Mae West’s movies were a big reason why the production codes became so strict in 1934, but Cecil B. DeMille certainly had a hand in that, too. DeMille was responsible for three of the most notorious films of the pre-code era: 1930′s Madam Satan (which was actually made at MGM), 1932′s Sign of the Cross, and 1934′s Cleopatra. Sign of the Cross in particular was a real sore spot for some religious groups who did not appreciate DeMille making such risque films with religious themes. But DeMille continued to thrive for over twenty years after the production codes went into effect. He closed out the decade with Union Pacific, which won the Palme d’Or at the 1939 Cannes Film Festival.

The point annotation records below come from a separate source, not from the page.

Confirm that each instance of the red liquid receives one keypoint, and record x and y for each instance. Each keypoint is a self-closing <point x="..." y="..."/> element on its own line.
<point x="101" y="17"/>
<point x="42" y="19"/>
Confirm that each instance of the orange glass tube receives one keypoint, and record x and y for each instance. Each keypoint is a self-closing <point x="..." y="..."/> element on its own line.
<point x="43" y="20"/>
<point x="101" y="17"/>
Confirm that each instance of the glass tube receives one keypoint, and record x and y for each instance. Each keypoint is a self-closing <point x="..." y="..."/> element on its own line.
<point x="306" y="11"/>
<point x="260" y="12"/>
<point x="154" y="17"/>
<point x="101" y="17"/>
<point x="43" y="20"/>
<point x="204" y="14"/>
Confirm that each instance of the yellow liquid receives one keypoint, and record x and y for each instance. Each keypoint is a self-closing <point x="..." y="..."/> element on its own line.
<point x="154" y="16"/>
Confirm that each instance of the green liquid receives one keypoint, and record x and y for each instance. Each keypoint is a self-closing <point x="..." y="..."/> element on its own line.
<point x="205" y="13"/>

Director Ernst Lubitsch came to America in 1922 and went from studio to studio for a while before making his first talkie, The Love Parade, at Paramount in 1929. The Love Parade started Lubitsch on a roll of sophisticated musicals and comedies such as The Smiling Lieutenant, One Hour With You, Design for Living, and Trouble in Paradise, all of which are bear that distinctive Lubitsch touch. In 1935, Lubitsch became Paramount’s production manager, but the job wasn’t a very good fit for him and he only did that for one year before heading off to MGM.
Mae West wasn’t the only Paramount star to successfully transition from stage to screen. In 1925, The Marx Brothers hit the stage in their play “The Cocoanuts” and in 1929, The Cocoanuts became their feature film debut. When the Marx Brothers saw The Cocoanuts for the first time, they thought it was terrible and tried to buy the film’s negative. But Paramount refused to sell it, The Cocoanuts became a huge success, and the brothers followed it up with another movie based on a stage hit, Animal Crackers, in 1930. They had continued success at Paramount with Monkey Business, Horse Feathers, and last, but certainly not least, Duck Soup. The Marxes left Paramount after Duck Soup and headed over to MGM in 1935 to make A Night at the Opera and A Day at the Races.
Claudette Colbert also got her start on the stage. She’d tried her hand at film in 1927, but wasn’t too crazy about the experience and preferred acting on stage. But when the Great Depression hit and it became harder to find work on stage, Colbert signed with Paramount in 1929. During the 30′s, she made two movies with Ernst Lubitsch, The Smiling Lieutenant and Bluebeard’s Eighth Wife, and two with Cecil B. DeMille, Cleopatra and Sign of the Cross. Although she had been doing well at Paramount, her biggest success came in 1934 when she reluctantly starred in It Happened One Night for Columbia. When she won the Best Actress Oscar, it allowed her to command a higher salary from Paramount and by 1936, she was the highest paid actress in Hollywood. Colbert ended the 1930s on a high note at Paramount with the delightful comedy Midnight.
After the success of The Blue Angel, Marlene Dietrich came to Paramount to continue collaborating with director Josef von Sternberg. Her first American film, Morocco, featured the now legendary scene of Dietrich performing in a nightclub wearing a tuxedo. It also brought Dietrich her one and only Best Actress Oscar nomination. Dietrich and von Sternberg were a match made in cinema heaven and they truly brought out the best in each other. Movies such as Blonde Venus, The Scarlet Empress, The Devil is a Woman, and Shanghai Express proved to be some of the best work of each of their careers.